You should also note that the dog has to feel it's more worth it to pee outside rather than inside. If the treats aren't doing it for him, maybe a walk or fetch is more rewarding? Usually after a couple of weeks the dog will get the pattern and will hold their pee to earn the treats later on. Also, dogs do need a schedule, so try to take him out the same time every day. Mine goes 8am, 12pm, 3pm, 5pm and 11pm. They do have a sense of time, so they can anticipate when they'll be let out next. The schedule will depend on when your dog usually goes. Feed him the same time everyday, and keep a log of when he pees and poos, and you'll see a pattern. Took me a while to find this pattern  

If he's having accidents in the house, you should restrict his freedom until he's reliable in each room. So for now, because he's having accidents, just let him in the kitchen and/or living room. Once he's fully reliable in those two rooms, slowly let him go to other rooms. Otherwise, he needs to earn his freedom.

The 5am crying is totally normal. Butters did that a few times, though normally she can hold it throughout the night. Sometimes we have to get up in the middle of the night to pee too right?

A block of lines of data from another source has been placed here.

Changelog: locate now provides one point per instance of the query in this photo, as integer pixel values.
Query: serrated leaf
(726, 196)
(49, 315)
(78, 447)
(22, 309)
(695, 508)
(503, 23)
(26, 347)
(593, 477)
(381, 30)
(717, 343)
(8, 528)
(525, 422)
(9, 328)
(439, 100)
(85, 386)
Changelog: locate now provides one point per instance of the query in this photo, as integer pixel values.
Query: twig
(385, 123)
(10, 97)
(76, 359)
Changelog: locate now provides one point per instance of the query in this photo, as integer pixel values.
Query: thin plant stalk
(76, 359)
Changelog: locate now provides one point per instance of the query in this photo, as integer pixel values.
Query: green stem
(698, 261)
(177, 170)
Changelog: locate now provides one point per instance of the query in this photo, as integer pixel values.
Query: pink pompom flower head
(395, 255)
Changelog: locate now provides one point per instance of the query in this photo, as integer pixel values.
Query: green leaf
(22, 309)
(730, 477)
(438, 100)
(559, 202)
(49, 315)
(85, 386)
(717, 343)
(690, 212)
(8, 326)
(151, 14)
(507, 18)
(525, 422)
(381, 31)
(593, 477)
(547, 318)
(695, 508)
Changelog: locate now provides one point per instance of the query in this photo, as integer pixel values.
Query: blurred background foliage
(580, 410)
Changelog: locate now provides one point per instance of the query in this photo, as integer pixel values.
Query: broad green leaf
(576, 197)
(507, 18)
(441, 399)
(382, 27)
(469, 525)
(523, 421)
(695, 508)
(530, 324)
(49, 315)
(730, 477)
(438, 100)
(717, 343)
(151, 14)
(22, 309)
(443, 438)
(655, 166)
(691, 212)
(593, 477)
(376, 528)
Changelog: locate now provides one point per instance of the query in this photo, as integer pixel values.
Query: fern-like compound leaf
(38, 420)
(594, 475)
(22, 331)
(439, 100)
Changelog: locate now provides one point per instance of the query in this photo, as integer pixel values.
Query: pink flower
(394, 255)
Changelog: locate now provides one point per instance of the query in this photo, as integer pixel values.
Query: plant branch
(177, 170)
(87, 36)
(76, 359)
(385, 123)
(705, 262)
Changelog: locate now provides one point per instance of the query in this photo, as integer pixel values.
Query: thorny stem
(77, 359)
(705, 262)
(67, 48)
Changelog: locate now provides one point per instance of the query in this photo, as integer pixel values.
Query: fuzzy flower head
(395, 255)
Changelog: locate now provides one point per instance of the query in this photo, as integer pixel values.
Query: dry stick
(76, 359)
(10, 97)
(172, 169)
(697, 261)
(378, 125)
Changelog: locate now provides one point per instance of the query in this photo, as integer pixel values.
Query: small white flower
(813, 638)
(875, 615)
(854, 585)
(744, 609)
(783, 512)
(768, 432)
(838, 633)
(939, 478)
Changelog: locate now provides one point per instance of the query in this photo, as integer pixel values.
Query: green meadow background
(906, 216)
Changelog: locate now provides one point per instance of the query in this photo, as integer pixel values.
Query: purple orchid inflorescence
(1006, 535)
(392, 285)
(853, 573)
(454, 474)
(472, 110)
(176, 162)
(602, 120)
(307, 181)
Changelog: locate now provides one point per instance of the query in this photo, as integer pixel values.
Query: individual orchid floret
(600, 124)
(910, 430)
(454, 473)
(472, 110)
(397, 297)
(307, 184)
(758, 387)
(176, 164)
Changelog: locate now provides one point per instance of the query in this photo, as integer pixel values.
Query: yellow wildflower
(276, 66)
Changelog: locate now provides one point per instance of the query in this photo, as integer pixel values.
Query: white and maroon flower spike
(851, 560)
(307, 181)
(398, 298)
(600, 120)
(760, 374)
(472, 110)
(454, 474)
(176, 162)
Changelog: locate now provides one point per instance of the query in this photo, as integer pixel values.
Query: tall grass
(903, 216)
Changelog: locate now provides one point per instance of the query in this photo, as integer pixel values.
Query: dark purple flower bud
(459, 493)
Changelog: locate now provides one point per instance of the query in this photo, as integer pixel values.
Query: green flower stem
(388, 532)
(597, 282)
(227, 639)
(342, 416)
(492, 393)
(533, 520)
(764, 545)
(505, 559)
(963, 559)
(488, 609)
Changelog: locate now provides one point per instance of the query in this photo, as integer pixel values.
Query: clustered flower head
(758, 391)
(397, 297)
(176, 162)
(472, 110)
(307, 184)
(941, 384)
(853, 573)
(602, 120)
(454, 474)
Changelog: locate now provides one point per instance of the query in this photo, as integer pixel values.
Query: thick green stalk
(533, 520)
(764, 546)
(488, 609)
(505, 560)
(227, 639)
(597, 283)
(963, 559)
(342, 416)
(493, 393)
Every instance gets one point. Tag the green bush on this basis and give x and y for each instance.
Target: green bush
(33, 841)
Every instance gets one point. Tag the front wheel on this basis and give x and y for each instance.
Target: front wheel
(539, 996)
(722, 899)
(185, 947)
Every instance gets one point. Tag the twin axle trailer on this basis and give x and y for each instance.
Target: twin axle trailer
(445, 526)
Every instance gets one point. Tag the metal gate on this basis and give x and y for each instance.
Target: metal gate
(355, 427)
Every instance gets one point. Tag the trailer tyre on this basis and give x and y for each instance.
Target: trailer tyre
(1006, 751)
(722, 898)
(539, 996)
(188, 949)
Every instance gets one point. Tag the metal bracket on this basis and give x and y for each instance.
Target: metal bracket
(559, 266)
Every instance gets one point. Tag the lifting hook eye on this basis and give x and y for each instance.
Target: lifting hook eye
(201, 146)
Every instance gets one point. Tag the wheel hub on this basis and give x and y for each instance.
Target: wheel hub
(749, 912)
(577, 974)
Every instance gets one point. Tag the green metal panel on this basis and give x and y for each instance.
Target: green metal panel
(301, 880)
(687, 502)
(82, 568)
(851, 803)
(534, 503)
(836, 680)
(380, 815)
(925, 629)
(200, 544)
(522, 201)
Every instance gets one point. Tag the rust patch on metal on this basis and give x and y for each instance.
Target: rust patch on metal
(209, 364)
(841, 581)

The key is to really watch for signs he needs to go. If you can't watch him like this (i.e. you turn around because you're cooking/cleaning what not and he went), he needs to be crated. My suggestion is that if you take him out of the crate, to do some activities with him so you're fully engaged with him. Puppies need to take naps so it's okay if he's crated even while you're home. Make sure he can't get away from his poo/pee in the crate, that means it's too big. Dogs don't like lying on top of their poo/pee so it's advantageous to get him a crate he can lie down, and turn around in, but not move from one side to another. 

One thing to note however is that puppies WILL have accidents. No one is perfect, and I myself kicked my own butt for not watching butters closely enough, but also understand they are babies and their bladders will not mature until around 1 year old. Be stubborn in your persistence, and go easy on yourself  It will come with time, a good schedule, and optimism.

Hope this helps!


----------



## christyascott (Dec 13, 2011)

Thanks so much for your reply!!! Feels somewhat better to know that his behavior is not out of the norm. 

Cooper only pees in the house, never had a poop accident. He doesn't really seem to give any signs that he is about to go. I've seen him do it multiple times, he simply leans forward and then lets loose. He doesn't ever lift his leg to pee, nor does he sniff much in the house. He has been great about sleeping in the crate- goes in on his own all the time, however, he doesn't like being placed in there when I leave the house. He has had two major pee accidents in the crate when I've left him....probably anxiety induced. 

I guess it will just take time. Kind of nerve wracking though due to my living in an apartment with carpet. I'm already shampooing the carpet this week and I've only had him a month :redface:

Thanks so much for your lengthy reply :wave:


----------